{212}
Таким образом, действия подвижника, по учению старца Иосифа, должны быть гармоничны и направлены равно к достижению всех добродетелей. Они должны быть разумно уравновешены — запрещено как чрезмерное усердие, так и излишнее расслабление, потому что враг караулит с двух сторон. Если подвижник не слишком горяч и не рвется безрассудно вперед, то враг выжидает, когда тот приустанет и склонится к нерадению, тогда бес «появляется и тянет его назад, чтобы повергнуть в безразличие» и так поработить. В «Послании исихасту пустыннику» старец Иосиф напутствует: «Монах должен или иметь наставника в таком делании и творить совершенное послушание, совершенно отсекая свою волю, или, если он один, остерегаться крайностей и идти по среднему пути. Не должен уклоняться ни вправо, ни влево. И пусть хорошо знает, что только когда получит высокие крылья созерцания, тогда по мере этой Божией благодати и тело выдерживает немощи»{245}.

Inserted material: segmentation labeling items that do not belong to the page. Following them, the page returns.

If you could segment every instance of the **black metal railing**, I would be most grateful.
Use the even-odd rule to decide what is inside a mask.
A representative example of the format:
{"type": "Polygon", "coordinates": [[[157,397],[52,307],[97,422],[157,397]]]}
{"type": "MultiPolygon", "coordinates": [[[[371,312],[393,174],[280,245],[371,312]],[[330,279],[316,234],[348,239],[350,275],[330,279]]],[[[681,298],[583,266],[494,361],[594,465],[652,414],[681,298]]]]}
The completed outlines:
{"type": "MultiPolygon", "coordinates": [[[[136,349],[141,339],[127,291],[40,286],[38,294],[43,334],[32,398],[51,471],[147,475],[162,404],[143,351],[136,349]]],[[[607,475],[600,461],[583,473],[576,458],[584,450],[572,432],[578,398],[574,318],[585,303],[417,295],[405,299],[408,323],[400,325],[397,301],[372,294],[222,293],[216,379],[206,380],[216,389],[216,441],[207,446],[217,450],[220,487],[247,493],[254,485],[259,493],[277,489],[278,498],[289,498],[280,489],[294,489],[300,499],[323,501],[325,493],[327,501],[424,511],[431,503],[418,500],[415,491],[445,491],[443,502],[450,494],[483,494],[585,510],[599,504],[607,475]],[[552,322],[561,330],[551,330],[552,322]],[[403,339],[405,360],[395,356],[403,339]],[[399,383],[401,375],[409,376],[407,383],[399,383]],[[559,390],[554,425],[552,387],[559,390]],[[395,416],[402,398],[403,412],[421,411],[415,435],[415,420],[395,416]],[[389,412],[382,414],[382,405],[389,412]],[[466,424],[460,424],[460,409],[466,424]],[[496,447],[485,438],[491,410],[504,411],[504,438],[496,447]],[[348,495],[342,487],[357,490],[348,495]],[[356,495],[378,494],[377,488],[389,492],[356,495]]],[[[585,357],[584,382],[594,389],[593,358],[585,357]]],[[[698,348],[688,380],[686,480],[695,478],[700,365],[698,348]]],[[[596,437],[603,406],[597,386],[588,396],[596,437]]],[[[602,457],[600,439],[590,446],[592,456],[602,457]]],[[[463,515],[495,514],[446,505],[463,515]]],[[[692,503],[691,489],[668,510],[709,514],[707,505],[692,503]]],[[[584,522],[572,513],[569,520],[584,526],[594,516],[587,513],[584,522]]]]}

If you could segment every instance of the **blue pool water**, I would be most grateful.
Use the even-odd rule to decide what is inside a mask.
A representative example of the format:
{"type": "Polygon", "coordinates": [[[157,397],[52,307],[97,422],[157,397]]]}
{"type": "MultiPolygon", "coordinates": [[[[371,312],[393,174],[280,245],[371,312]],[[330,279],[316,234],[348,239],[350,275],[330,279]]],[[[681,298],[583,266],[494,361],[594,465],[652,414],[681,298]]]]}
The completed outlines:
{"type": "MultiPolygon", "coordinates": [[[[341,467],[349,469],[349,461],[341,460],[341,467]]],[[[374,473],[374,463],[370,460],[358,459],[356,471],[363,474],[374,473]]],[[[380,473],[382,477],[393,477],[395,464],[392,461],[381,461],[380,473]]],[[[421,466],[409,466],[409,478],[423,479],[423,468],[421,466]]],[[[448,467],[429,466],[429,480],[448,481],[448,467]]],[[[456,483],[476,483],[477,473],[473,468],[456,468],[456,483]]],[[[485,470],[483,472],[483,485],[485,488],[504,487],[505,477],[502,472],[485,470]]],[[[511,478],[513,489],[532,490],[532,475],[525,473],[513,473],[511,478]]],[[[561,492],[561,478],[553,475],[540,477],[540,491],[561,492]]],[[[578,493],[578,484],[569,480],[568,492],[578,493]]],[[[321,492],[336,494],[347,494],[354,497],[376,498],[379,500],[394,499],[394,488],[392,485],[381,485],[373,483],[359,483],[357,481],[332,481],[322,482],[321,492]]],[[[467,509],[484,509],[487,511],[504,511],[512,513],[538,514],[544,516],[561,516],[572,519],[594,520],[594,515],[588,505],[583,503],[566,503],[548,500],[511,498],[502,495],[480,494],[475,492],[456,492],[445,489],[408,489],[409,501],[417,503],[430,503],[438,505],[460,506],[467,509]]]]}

Если подвижник действует правильно, если во всех делах ему сопутствует смиренномудрие, то постепенно под воздействием благодати к нему приходит преуспеяние. Но здесь его вновь подстерегает вражеская сеть прельщения. «С сатанинской изощренностью в уме укореняется мысль, что это является достижением его собственных способностей, которого другие по справедливости лишены из-за своего нерадения». Он может теперь обличать и укорять не стяжавших благодать, ибо уверен, что «все способны получить ее, если понудят себя». Неискушенный, он думает, что, усердно побуждая себя к подвигам, может своим ничтожным человеческим усилием привлечь к себе благодать, а получив ее, дерзко полагает, что благодать «дана ему как воздаяние за его делание». Но, увы, таковые «лишены света рассуждения»; заблуждающиеся, они не ведают, что если Господь по Своему желанию, в угодное Ему время не пошлет благодать, то мы «останемся бесплодными и совершенно нагими, труды же наши послужат пищею бесам и прекрасно возделанные добродетели обратятся в пороки!».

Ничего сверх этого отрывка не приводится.